Note on the hosted Space: GREEN and RadFact run in API mode with a disclaimer shown to the user. The upstream packages are not installed on the Space (GREEN needs GPU + pinned torch; RadFact pins pydantic 1.x). For exact paper reproduction, use
pip install omnibin[green](needs GPU) orpip install omnibin[radfact](separate env from Gradio).
Color Schemes
All report types support three color schemes:
| Scheme | Description |
|---|---|
DEFAULT |
Professional blue-based palette |
MONOCHROME |
Grayscale for publications |
VIBRANT |
High-contrast colorful palette |
Input Formats
| Report Type | Input Format |
|---|---|
| Classification | y_true: 0/1 array, y_scores: 0-1 probability array |
| Regression | y_true: continuous array, y_pred: continuous array |
| Segmentation | 2D or 3D NumPy arrays (binary masks) |
| Detection | Lists of dicts with box and score keys |
| Text Generation | Lists of reference/candidate report strings (or CSV with reference/candidate columns) |
Example Outputs
Binary Classification
Regression
- Scatter plot with regression line
- Bland-Altman agreement plot
- Q-Q plot for residual normality
Segmentation
- Ground Truth / Prediction / Overlay comparison
- Dice score distribution across slices
Detection
- FROC curve (standard for medical imaging)

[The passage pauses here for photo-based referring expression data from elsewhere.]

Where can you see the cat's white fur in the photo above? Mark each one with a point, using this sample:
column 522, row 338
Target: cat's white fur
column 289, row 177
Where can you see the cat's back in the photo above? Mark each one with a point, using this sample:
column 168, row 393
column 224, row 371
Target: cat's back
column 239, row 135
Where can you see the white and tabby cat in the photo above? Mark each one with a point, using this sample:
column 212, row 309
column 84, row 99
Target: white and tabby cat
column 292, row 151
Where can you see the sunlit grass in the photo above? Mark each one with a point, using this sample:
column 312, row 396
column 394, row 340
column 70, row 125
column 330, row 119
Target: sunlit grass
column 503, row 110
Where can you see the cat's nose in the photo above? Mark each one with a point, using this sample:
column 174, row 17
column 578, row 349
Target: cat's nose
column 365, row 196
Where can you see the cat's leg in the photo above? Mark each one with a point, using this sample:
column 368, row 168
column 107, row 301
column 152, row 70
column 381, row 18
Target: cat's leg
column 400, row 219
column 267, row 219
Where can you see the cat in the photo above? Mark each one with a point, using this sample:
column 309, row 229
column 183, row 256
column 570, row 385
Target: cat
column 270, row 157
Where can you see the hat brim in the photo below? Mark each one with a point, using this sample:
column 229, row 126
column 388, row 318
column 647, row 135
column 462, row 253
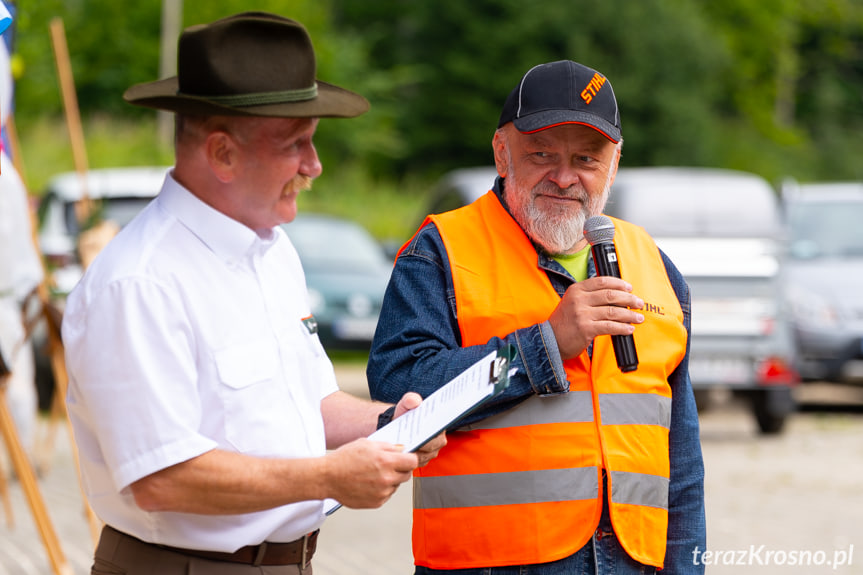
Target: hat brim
column 549, row 118
column 331, row 102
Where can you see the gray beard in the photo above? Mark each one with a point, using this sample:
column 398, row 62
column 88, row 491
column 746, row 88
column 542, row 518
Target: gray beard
column 558, row 232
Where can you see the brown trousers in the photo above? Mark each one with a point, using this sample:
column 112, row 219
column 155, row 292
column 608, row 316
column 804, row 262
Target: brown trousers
column 120, row 554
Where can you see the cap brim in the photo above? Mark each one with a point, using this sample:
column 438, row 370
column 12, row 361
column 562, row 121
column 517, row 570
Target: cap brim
column 331, row 102
column 550, row 118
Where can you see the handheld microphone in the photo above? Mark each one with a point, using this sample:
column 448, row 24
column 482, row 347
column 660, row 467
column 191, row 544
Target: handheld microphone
column 599, row 233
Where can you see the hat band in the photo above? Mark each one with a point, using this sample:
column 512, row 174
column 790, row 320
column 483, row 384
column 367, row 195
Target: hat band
column 263, row 98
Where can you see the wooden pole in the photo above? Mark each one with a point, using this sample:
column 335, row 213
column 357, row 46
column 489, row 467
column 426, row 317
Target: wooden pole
column 172, row 19
column 52, row 317
column 31, row 488
column 73, row 116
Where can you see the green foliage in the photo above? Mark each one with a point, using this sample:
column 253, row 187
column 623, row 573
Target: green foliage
column 773, row 87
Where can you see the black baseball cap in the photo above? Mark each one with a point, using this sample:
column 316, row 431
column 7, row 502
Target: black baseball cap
column 563, row 92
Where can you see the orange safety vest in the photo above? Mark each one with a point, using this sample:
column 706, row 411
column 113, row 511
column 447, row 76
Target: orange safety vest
column 525, row 486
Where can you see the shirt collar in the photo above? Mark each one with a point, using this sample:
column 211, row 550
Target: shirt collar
column 229, row 239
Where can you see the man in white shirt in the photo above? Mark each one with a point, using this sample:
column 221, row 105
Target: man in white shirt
column 202, row 401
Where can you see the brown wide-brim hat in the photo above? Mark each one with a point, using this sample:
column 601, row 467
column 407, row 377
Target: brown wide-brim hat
column 249, row 64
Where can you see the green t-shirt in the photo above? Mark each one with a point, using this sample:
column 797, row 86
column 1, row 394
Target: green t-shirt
column 575, row 264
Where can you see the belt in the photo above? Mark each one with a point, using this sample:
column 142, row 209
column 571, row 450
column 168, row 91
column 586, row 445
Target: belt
column 297, row 552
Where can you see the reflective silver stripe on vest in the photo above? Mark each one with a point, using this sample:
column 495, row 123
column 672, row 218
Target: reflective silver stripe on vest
column 572, row 407
column 506, row 488
column 639, row 489
column 635, row 409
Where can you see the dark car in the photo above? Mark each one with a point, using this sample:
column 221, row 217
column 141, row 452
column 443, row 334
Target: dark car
column 347, row 271
column 824, row 277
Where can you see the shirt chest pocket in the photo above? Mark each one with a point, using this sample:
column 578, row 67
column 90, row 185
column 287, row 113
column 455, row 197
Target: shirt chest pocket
column 253, row 396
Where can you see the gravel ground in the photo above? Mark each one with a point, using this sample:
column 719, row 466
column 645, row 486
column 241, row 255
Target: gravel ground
column 772, row 502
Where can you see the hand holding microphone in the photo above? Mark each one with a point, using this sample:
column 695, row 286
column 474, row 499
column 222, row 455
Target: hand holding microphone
column 599, row 233
column 602, row 305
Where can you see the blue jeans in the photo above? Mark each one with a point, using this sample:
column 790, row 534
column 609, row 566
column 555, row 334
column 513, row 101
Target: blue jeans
column 602, row 555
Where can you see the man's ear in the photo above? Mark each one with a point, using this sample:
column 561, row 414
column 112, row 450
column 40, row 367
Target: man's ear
column 615, row 160
column 501, row 155
column 221, row 153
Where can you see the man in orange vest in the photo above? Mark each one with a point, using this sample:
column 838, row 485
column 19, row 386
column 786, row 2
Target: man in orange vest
column 577, row 467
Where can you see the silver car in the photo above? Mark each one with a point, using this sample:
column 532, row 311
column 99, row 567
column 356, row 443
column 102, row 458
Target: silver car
column 824, row 277
column 723, row 230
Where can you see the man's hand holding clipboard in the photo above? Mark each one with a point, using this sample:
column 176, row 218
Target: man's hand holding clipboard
column 420, row 429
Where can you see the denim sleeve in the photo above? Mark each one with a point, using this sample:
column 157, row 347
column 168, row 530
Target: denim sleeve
column 417, row 344
column 687, row 531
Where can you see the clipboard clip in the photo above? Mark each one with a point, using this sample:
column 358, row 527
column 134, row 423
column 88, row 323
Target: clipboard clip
column 496, row 370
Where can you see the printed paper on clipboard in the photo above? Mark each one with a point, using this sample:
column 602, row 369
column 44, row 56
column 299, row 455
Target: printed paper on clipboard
column 461, row 395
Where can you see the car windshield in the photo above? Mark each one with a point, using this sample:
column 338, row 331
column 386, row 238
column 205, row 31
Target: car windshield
column 696, row 207
column 826, row 229
column 326, row 244
column 118, row 210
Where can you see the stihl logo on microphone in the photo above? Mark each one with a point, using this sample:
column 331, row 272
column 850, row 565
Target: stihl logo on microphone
column 653, row 308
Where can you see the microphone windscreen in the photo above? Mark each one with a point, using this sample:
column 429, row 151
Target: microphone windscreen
column 598, row 230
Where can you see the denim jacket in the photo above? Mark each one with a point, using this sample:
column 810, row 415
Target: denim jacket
column 417, row 347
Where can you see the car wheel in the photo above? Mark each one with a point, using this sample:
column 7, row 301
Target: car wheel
column 771, row 408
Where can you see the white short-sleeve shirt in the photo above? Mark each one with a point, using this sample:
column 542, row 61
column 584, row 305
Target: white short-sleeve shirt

- Precision-Recall at multiple IoU thresholds
Requirements
- Python >= 3.11
- Core: NumPy, Pandas, Scikit-learn, Matplotlib, SciPy, Seaborn
- Optional extras:
omnibin[text]→ sacrebleu, rouge-score, nltk, bert-scoreomnibin[llm-judge]→ litellm (provider router)omnibin[green]→ green-score (Stanford-AIMI/GREEN, local GPU)omnibin[crimson]→ crimson-score (rajpurkarlab/CRIMSON)omnibin[radfact]→ radfact from git (microsoft/radfact — separate env)omnibin[all-text]→ everything except radfact
Acknowledgments
The text generation metrics wrap the original reference implementations of:
- Stanford-AIMI/GREEN — Ostmeier et al., "GREEN: Generative Radiology Report Evaluation and Error Notation", EMNLP Findings 2024
- microsoft/radfact — Bannur et al., "MAIRA-2: Grounded Radiology Report Generation", 2024
- rajpurkarlab/CRIMSON — Baharoon et al., "CRIMSON: A Clinically-Grounded LLM-Based Metric for Generative Radiology Report Evaluation", 2026
Please cite the original papers when using these metrics.
License
MIT License - see LICENSE file for details.